Arlis Sweeney (Dennis Quaid) : 9

Arlis est totalement en retrait du monde, enfermé dans la culpabilité qui le ronge depuis le jour où son père a assassiné toute la famille Davies. Il vit au jour le jour dans "un petit village, avec la mentalité d’un petit village" et gère son parc de distributeurs automatiques de façon que la vie ne puisse pas lui réserver une quelconque surprise :

  Kay : Ça doit pas toujours être très drôle de conduire sans parler à personne.
  Arlis : Oh ! Ça devient une routine. On s’y fait.

Il ne veut surtout pas que son affaire prenne de l’ampleur : "L’expansion, c’est pas vraiment mon truc."

L’arrivée de Kay dans sa vie à la fois le réveille et le perturbe : "C’est vrai que ma vie est un peu… agitée depuis que je t’ai rencontrée. Je suis un gars qui roule d’une ville à l’autre, tu saisis ? Je croise les mêmes visages, j’entends les mêmes choses, je roupille dans les mêmes piaules, j’ingurgite la même bouffe, et c’est la routine toutes les semaines, et surtout ça me plaît. J’aime pas entrer dans des maisons habitées par des gens que je n’ai jamais vus, j’ai horreur des flingues, des coups de feu, des coups de poing, j’aime pas songer qu’il y a un mari jaloux qui peut surgir dans mon dos, j’ai horreur des surprises. Point final."

Une telle tirade est exceptionnelle. Le plus souvent, Arlis ne parle pas ou alors peu. Déjà, enfant lors de la scène initiale des meurtres, il se réfugie dans le silence :

  Roy : Petit, je suis ton père et je t’ai posé une question.

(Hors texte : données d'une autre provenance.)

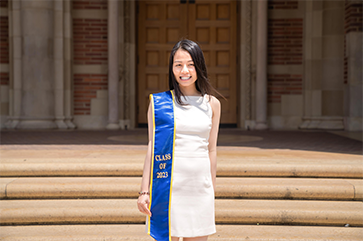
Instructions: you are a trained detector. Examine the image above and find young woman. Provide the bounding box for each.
[137,39,221,241]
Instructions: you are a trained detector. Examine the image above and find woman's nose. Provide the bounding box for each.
[182,64,189,73]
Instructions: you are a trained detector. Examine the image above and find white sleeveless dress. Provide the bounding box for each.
[170,95,216,237]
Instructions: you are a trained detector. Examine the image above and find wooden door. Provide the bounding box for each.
[137,0,237,124]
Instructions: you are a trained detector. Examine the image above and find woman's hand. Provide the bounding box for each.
[137,195,151,217]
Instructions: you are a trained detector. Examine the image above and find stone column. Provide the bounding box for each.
[106,0,120,130]
[344,31,363,131]
[5,0,22,129]
[255,0,268,130]
[16,0,57,129]
[63,0,76,129]
[53,0,68,129]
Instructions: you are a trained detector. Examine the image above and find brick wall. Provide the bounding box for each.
[73,19,107,64]
[268,0,299,9]
[268,16,303,103]
[344,0,363,84]
[0,0,8,8]
[74,74,108,115]
[73,0,108,115]
[268,74,302,103]
[0,13,9,85]
[73,0,107,10]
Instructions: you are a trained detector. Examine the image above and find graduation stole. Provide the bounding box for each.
[147,91,175,241]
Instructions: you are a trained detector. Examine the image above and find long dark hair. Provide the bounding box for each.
[169,39,223,105]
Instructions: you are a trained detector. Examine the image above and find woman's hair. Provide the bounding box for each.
[169,39,223,105]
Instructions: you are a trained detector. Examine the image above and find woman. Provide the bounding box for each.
[137,39,221,241]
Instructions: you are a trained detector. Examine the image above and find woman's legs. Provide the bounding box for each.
[171,236,208,241]
[183,236,208,241]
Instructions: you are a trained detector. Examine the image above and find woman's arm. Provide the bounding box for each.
[208,96,221,191]
[137,103,153,216]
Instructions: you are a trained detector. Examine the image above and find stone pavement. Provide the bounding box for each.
[0,129,363,241]
[0,128,363,154]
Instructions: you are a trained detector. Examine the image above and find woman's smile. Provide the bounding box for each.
[173,49,197,90]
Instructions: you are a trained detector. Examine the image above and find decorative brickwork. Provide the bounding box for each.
[0,0,8,8]
[73,0,108,115]
[268,0,299,9]
[268,17,303,103]
[0,73,9,85]
[74,74,108,115]
[0,17,9,64]
[344,0,363,84]
[73,0,107,10]
[345,1,363,34]
[0,14,9,85]
[73,19,107,65]
[268,19,303,65]
[268,74,302,103]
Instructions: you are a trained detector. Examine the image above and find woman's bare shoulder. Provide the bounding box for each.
[209,95,221,110]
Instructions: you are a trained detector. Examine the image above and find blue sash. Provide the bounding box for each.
[148,91,175,241]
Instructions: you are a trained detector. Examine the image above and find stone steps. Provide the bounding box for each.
[0,145,363,241]
[0,199,363,227]
[0,225,363,241]
[0,177,363,200]
[0,157,363,178]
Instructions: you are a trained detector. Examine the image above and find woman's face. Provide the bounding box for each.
[173,49,197,88]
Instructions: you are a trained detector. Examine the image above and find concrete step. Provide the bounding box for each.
[0,177,363,200]
[0,199,363,226]
[0,157,363,178]
[0,225,363,241]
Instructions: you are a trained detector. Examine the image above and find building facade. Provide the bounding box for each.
[0,0,363,131]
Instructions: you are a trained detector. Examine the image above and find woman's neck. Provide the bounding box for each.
[179,86,200,96]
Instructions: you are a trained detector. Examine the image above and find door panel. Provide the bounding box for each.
[188,0,237,124]
[138,0,237,124]
[138,0,187,123]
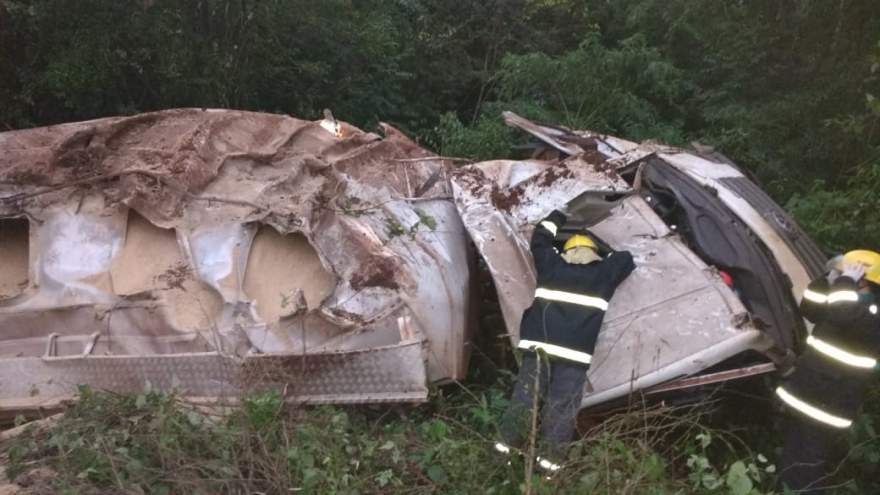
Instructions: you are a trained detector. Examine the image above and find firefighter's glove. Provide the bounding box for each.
[544,210,567,227]
[840,263,865,282]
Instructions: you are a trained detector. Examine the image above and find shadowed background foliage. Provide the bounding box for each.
[0,0,880,249]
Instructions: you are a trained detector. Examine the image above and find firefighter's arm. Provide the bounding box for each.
[530,210,566,274]
[800,276,831,323]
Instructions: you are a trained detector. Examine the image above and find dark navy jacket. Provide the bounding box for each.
[777,277,880,427]
[519,211,635,365]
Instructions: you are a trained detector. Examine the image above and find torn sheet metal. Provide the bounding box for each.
[452,114,810,408]
[0,109,473,407]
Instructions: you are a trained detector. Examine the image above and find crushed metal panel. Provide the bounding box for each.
[0,341,428,404]
[452,159,629,342]
[0,109,473,410]
[582,196,772,407]
[452,157,771,407]
[657,153,811,310]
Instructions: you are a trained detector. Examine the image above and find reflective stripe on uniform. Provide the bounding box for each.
[541,220,559,237]
[517,340,593,364]
[828,290,859,304]
[804,289,828,304]
[807,335,877,368]
[776,387,852,428]
[535,288,608,311]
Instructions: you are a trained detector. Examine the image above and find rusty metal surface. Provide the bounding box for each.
[0,109,474,410]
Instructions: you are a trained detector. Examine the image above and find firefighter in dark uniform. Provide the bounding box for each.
[776,250,880,493]
[495,211,635,474]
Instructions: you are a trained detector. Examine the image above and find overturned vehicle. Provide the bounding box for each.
[0,109,823,414]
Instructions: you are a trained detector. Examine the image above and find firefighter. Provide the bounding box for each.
[495,211,635,474]
[776,250,880,493]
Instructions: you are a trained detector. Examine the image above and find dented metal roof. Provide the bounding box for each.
[0,109,473,409]
[0,109,821,411]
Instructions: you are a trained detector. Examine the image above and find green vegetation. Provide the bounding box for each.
[8,384,774,495]
[0,0,880,249]
[0,0,880,494]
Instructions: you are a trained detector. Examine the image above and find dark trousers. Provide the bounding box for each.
[780,413,847,494]
[501,352,588,455]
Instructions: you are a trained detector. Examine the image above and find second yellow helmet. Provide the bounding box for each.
[562,234,599,252]
[843,249,880,284]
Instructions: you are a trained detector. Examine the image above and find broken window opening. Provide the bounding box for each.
[244,225,336,324]
[0,218,30,301]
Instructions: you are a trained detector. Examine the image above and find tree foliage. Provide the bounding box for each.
[0,0,880,240]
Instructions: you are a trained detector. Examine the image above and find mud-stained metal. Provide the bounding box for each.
[452,113,820,408]
[0,109,474,409]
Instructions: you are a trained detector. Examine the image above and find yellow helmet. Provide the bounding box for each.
[842,249,880,284]
[562,234,599,252]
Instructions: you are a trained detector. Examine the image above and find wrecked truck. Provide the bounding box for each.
[0,109,823,414]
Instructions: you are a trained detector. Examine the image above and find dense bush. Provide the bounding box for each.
[7,387,775,495]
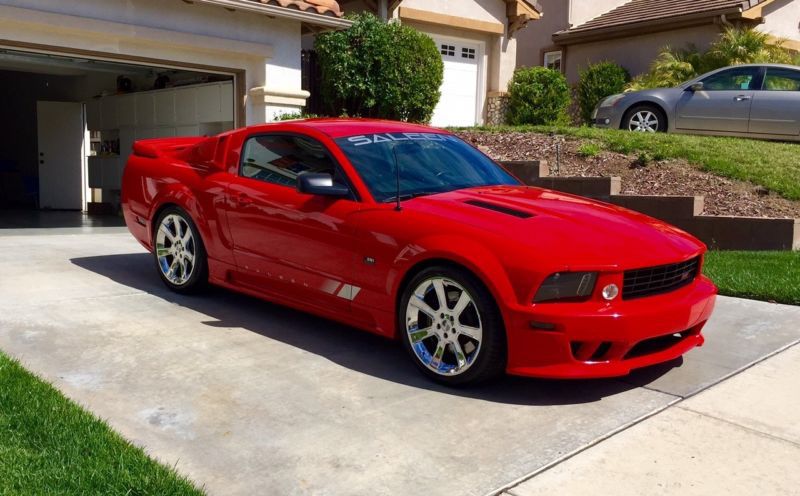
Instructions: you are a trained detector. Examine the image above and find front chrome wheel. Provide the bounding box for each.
[628,110,661,133]
[405,277,483,376]
[156,213,198,286]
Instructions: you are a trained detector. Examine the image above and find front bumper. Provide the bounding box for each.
[504,276,717,378]
[592,107,622,129]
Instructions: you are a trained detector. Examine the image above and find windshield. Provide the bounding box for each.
[336,133,519,202]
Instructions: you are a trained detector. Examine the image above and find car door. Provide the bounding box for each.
[675,66,762,133]
[228,134,361,313]
[749,67,800,136]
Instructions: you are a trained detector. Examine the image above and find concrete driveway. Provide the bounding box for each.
[0,229,800,495]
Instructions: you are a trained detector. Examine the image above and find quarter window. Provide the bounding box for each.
[239,135,336,187]
[703,67,758,91]
[764,67,800,91]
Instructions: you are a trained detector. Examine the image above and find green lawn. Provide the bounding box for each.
[464,126,800,200]
[705,251,800,305]
[0,352,203,496]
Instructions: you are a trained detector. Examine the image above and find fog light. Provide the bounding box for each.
[603,284,619,301]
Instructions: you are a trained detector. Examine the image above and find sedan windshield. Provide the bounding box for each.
[336,133,519,202]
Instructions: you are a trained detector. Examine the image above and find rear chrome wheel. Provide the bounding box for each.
[154,207,207,292]
[398,267,505,385]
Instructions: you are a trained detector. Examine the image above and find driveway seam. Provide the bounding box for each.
[486,339,800,496]
[675,405,800,448]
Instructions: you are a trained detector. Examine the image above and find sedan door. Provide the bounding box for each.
[228,134,361,315]
[749,67,800,136]
[675,66,762,133]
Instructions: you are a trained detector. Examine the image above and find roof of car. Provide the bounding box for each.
[274,118,449,139]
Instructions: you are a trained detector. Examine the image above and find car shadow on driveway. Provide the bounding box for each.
[70,253,682,405]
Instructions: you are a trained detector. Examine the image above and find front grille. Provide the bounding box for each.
[622,257,700,300]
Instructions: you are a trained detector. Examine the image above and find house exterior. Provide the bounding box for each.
[517,0,800,83]
[326,0,542,126]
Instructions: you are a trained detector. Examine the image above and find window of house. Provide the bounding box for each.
[239,135,336,187]
[544,50,562,71]
[764,67,800,91]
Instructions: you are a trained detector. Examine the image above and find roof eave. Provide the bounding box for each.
[552,6,742,45]
[184,0,353,29]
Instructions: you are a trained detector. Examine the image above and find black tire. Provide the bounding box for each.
[621,104,667,133]
[153,206,208,294]
[397,266,506,386]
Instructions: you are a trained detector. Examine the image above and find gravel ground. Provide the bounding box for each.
[458,132,800,218]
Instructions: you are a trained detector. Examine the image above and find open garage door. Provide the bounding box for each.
[0,49,236,227]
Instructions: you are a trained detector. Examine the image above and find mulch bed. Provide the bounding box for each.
[458,131,800,218]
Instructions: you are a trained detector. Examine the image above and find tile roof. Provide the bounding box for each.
[247,0,342,17]
[561,0,765,34]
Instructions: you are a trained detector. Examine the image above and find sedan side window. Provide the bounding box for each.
[239,134,336,187]
[764,67,800,91]
[703,67,758,91]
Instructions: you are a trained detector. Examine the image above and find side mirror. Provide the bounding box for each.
[297,172,350,197]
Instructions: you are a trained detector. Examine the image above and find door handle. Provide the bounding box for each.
[231,193,253,207]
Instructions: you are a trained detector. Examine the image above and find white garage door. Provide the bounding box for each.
[431,40,481,127]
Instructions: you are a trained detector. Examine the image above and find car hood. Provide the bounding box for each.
[404,186,705,270]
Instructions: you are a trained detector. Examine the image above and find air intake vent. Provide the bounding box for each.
[622,257,700,300]
[464,200,533,219]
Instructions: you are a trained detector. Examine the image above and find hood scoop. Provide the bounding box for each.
[464,200,533,219]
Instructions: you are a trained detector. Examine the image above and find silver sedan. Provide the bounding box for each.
[592,64,800,140]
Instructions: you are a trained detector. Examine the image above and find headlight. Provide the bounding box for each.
[533,272,597,303]
[600,93,625,107]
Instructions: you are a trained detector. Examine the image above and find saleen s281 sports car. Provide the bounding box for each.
[122,119,716,385]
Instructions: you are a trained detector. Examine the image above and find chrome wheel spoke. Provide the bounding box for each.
[433,279,447,312]
[456,324,483,342]
[453,291,472,320]
[408,294,436,319]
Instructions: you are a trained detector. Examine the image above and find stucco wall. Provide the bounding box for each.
[565,24,720,83]
[758,0,800,41]
[517,0,570,67]
[0,0,301,123]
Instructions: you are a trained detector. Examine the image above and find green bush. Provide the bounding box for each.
[508,67,570,125]
[578,62,631,122]
[314,13,444,122]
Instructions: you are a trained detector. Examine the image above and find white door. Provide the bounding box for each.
[36,102,85,210]
[431,39,481,127]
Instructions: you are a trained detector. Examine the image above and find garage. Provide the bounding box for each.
[431,38,483,127]
[0,50,236,219]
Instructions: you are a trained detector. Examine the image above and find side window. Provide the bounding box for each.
[239,134,336,187]
[764,67,800,91]
[703,67,758,91]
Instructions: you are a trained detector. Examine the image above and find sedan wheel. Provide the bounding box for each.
[401,270,505,385]
[155,207,206,292]
[623,106,666,133]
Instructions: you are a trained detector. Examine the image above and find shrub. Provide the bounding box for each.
[508,67,570,124]
[578,142,600,158]
[314,12,444,122]
[578,62,631,122]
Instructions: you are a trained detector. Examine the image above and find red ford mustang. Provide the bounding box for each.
[122,119,716,385]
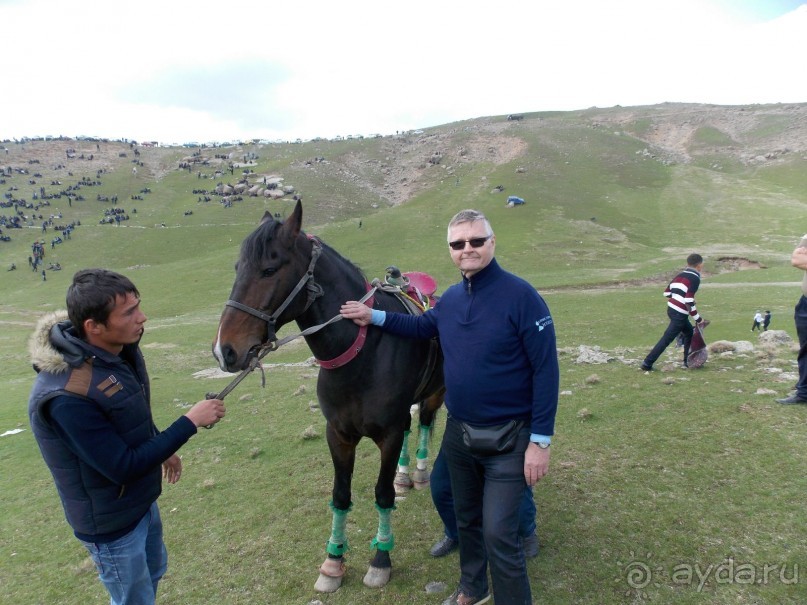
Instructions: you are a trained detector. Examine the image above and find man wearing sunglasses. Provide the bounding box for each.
[341,210,559,605]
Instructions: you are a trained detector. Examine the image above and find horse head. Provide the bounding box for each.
[213,202,316,372]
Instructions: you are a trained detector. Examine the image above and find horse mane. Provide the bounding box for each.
[241,219,367,282]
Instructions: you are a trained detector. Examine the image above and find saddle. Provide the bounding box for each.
[372,265,437,315]
[372,265,442,401]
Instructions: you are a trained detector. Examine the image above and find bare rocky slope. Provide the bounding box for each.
[6,103,807,212]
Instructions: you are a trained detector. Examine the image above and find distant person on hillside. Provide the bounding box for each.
[28,269,225,605]
[776,235,807,405]
[751,311,763,332]
[641,254,707,372]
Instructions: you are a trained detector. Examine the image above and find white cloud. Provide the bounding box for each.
[0,0,807,142]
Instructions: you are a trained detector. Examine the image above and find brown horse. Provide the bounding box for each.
[213,201,444,592]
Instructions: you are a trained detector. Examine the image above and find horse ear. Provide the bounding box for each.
[278,200,303,246]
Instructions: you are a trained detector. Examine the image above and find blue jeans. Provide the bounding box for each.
[430,448,536,541]
[644,307,693,368]
[442,416,532,605]
[81,502,168,605]
[794,296,807,399]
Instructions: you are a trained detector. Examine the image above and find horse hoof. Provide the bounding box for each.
[314,574,342,592]
[394,472,414,495]
[364,565,392,588]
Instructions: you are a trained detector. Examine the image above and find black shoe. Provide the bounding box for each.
[521,532,541,559]
[429,536,459,557]
[776,395,807,405]
[443,588,490,605]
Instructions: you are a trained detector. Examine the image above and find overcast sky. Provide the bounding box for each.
[0,0,807,143]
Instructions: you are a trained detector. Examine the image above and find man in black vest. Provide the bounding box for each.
[28,269,225,605]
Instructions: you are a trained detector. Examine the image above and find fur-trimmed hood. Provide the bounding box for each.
[28,311,91,374]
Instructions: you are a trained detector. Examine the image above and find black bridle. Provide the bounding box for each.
[225,236,324,343]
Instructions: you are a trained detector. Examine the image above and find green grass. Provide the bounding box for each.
[0,110,807,605]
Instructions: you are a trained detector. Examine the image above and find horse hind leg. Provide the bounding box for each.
[393,415,414,496]
[412,424,432,490]
[412,389,445,490]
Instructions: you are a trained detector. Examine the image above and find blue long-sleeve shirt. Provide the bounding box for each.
[374,259,560,436]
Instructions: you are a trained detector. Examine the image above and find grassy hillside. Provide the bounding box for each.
[0,104,807,605]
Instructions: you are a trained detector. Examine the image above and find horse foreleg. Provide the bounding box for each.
[395,430,414,495]
[364,504,395,588]
[314,502,350,592]
[413,424,432,489]
[364,431,403,588]
[314,422,357,592]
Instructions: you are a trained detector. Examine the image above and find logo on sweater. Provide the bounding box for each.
[535,315,552,332]
[98,374,123,397]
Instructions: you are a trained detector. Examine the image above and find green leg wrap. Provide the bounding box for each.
[398,431,412,466]
[325,502,353,557]
[370,504,395,551]
[417,424,432,460]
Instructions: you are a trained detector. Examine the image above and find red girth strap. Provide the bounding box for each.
[317,282,375,370]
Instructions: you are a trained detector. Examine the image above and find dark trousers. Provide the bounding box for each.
[794,296,807,399]
[442,416,532,605]
[430,448,536,540]
[644,307,693,368]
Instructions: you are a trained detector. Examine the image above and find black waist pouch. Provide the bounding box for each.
[460,420,524,454]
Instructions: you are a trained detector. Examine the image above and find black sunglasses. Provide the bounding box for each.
[448,235,493,250]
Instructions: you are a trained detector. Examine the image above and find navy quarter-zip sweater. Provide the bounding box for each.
[383,258,560,436]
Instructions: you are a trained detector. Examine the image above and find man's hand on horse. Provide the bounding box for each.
[339,300,373,326]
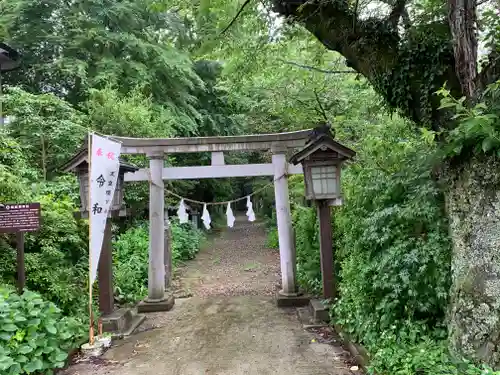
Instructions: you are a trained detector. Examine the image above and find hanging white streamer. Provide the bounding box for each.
[201,204,212,230]
[247,196,255,221]
[177,199,189,224]
[226,203,236,228]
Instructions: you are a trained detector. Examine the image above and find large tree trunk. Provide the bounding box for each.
[447,158,500,367]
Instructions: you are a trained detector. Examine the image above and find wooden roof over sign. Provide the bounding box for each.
[290,134,356,164]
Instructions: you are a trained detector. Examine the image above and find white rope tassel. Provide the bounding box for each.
[177,199,189,224]
[226,203,236,228]
[201,203,212,230]
[247,196,255,221]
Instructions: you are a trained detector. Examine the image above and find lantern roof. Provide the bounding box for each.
[290,133,356,165]
[61,146,139,173]
[0,42,21,72]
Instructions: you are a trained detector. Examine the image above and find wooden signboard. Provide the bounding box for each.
[0,203,40,293]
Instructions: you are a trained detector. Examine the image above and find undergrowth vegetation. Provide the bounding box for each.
[113,219,203,303]
[269,112,500,375]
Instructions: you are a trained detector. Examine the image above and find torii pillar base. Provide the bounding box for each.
[137,294,175,313]
[276,290,311,307]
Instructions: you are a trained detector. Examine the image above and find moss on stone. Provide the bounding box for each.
[446,158,500,367]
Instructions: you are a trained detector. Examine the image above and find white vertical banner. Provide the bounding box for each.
[89,134,121,285]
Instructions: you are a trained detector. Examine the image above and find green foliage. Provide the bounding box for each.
[293,206,322,294]
[266,226,280,250]
[368,322,500,375]
[3,88,86,180]
[113,220,203,303]
[170,220,203,266]
[0,286,85,375]
[374,21,453,126]
[438,81,500,157]
[335,122,451,343]
[113,223,149,303]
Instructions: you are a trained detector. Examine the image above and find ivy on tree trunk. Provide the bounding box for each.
[273,0,500,365]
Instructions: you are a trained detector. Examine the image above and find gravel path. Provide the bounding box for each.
[174,215,280,298]
[63,217,360,375]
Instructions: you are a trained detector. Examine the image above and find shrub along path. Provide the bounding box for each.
[61,216,351,375]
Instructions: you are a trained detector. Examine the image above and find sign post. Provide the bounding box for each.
[0,203,40,294]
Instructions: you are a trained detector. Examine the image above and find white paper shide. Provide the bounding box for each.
[226,202,236,228]
[89,134,121,284]
[247,196,255,221]
[177,199,189,224]
[201,203,212,230]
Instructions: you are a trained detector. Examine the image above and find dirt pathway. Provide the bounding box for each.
[65,217,359,375]
[174,215,280,298]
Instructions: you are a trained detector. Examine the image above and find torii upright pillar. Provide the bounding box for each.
[272,148,309,306]
[137,153,174,312]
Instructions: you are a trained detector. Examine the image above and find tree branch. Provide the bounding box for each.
[314,89,328,122]
[278,59,358,74]
[220,0,252,35]
[272,0,460,129]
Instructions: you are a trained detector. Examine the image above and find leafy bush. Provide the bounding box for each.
[335,120,451,344]
[113,218,203,303]
[293,205,322,294]
[0,286,85,375]
[368,321,500,375]
[0,187,88,315]
[113,223,149,302]
[170,218,203,266]
[266,226,280,249]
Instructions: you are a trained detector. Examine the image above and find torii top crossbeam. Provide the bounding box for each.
[110,129,311,154]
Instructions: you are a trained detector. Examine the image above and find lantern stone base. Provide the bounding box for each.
[137,294,175,313]
[276,291,311,307]
[101,308,146,339]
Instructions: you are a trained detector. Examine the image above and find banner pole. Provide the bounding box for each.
[87,133,94,345]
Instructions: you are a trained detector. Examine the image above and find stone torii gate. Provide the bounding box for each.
[110,130,311,312]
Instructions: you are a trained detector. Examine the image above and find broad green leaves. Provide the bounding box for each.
[0,286,84,375]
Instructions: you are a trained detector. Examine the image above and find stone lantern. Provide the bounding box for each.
[290,129,356,206]
[62,147,139,217]
[290,126,356,302]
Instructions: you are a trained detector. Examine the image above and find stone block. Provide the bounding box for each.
[309,299,330,322]
[101,308,146,339]
[137,294,175,313]
[276,293,311,307]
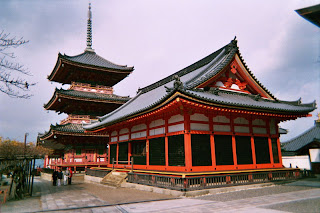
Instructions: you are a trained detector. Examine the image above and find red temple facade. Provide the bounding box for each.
[84,39,316,174]
[38,6,133,171]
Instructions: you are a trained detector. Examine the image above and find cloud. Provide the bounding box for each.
[0,0,320,145]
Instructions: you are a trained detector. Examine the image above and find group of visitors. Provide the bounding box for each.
[52,168,72,186]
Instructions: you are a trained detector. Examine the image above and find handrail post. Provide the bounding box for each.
[130,156,133,173]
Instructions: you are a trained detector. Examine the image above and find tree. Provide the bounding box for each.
[0,136,52,199]
[0,31,35,99]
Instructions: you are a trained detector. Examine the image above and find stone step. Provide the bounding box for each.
[100,171,128,187]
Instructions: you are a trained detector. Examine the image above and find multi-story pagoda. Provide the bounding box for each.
[38,5,133,170]
[84,39,316,182]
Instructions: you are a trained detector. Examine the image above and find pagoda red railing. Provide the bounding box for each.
[127,169,300,191]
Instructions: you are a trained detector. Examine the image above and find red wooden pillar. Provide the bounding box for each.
[210,134,217,169]
[251,136,257,168]
[164,118,169,169]
[107,144,112,164]
[268,136,274,166]
[146,122,150,166]
[266,117,274,166]
[184,112,192,171]
[230,113,238,169]
[277,137,283,165]
[232,135,238,169]
[116,142,119,164]
[208,114,217,169]
[164,136,169,169]
[128,142,132,166]
[146,139,149,166]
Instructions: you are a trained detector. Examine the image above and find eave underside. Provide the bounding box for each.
[84,93,309,132]
[45,95,126,116]
[48,60,131,87]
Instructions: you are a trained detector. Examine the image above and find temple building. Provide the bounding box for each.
[84,38,316,179]
[38,4,134,171]
[281,113,320,174]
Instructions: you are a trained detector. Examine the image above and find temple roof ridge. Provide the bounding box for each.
[59,51,134,71]
[84,39,315,130]
[282,123,320,151]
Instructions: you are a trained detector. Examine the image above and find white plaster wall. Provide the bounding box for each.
[168,114,184,124]
[252,119,266,126]
[282,155,311,170]
[119,128,129,135]
[213,125,231,132]
[190,123,210,131]
[212,115,230,123]
[168,124,184,132]
[234,126,250,133]
[309,149,320,163]
[119,135,129,141]
[149,119,165,128]
[252,127,267,134]
[190,113,209,121]
[131,131,147,138]
[149,127,165,135]
[131,124,147,132]
[270,119,276,134]
[234,117,249,124]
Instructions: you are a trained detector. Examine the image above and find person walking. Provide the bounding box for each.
[63,168,69,186]
[68,167,72,185]
[52,169,58,186]
[58,169,63,186]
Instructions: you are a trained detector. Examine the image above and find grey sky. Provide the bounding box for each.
[0,0,320,141]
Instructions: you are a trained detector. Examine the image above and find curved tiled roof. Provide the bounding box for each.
[84,40,315,130]
[59,51,133,71]
[44,88,130,108]
[282,122,320,152]
[56,89,130,102]
[39,123,106,140]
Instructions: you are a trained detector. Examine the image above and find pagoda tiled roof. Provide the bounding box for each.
[84,40,315,130]
[44,88,130,108]
[282,122,320,152]
[59,51,133,71]
[47,51,134,87]
[39,123,106,140]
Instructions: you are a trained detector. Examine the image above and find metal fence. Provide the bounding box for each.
[128,170,300,191]
[86,169,111,178]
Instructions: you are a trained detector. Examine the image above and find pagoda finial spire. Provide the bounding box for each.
[85,3,94,52]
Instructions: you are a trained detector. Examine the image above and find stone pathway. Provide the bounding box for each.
[0,176,320,213]
[121,189,320,213]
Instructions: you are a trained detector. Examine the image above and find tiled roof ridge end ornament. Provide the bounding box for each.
[164,75,186,92]
[84,3,94,52]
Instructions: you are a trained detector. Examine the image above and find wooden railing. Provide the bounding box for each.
[86,169,111,178]
[128,169,301,191]
[111,156,134,172]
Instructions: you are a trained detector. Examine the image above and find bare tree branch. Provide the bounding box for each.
[0,31,36,99]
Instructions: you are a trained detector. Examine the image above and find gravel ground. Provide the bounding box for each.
[264,198,320,213]
[195,185,316,202]
[79,183,175,204]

Est-ce qu’il y a quelqu’un d’autre à l’étage ? Je t’écoute.
  Arlis : [Silence.]

À quoi bon parler en effet, puisque toute parole est inutile ("Ça sert à rien d’en parler. Ça sert à rien du tout."), que rien n’a d’importance et que la vie est sans espoir :

  Kay : J’ai menti et je le regrette.
  Arlis : Ça fait rien.
  Kay : Je t’assure. D’habitude, je suis différente.
  Arlis : Ça fait rien.
  Kay : Et je suis mariée.
  Arlis : Et alors, ça fait rien.

Arlis n’interroge pas non plus les autres sur leur vie :

  Kay : Tu poses jamais de questions… Enfin, personnelles.
  Arlis : Je pars du principe que les gens racontent ce qu’ils veulent. Pour le reste, ils sont libres.

À la rigueur, il les écoute. Mais il réprime trop ses émotions pour s’impliquer de quelque façon que ce soit :

  Kay : Tu t’es déjà marié ?
  Arlis : Non.
  Kay : Tu as déjà été amoureux ?
  Arlis : [Silence.]
  Kay : C’est indiscret, peut-être ?
  Arlis : Non. J’ai jamais été amoureux.

Identification avancée : Arlis est un 9 α.

Kay Davies (Meg Ryan) : 6

Le personnage de Kay est le moins réaliste psychologiquement du film. Elle est certes paumée et vulnérable, mais malgré tout trop à l’aise pour ce qu’elle a subi : mort de ses parents et de son frère, parents adoptifs alcooliques, mari abusif…

Kay veut comprendre le monde qui l’entoure. Quand elle se réveille dans la chambre d’Arlis et découvre un décor assez hallucinant, elle échafaude immédiatement des hypothèses : "Le lit doit bouger quand on met des pièces. Ça explique qu’il y ait des sous. Non, mais j’essaie de comprendre là. Qu’est-ce t’as fait ? T’as remporté le premier prix d’un concours minable ? Il nous reste les capotes. Et ben… Soit tu vas livrer aux soldats d’un régiment, soit on a eu une nuit de folie. Mais ça va, j’ai une explication. Par contre, pour les poules bleues, va falloir que tu m’aides un peu." Plus tard, elle voit Arlis classer la monnaie récupérée dans les distributeurs :

  Kay : Pourquoi y a des pièces qui sont bleues ?
  Arlis : C’est pour les juke-box.
  Kay : Pour les juke-box ? Je comprends pas.
  Arlis : Je prépare celles-là pour les patrons de bar et ils les mettent dans la machine.
  Kay : Tu paies pour faire jouer ton propre juke-box. Ça n’a aucun sens.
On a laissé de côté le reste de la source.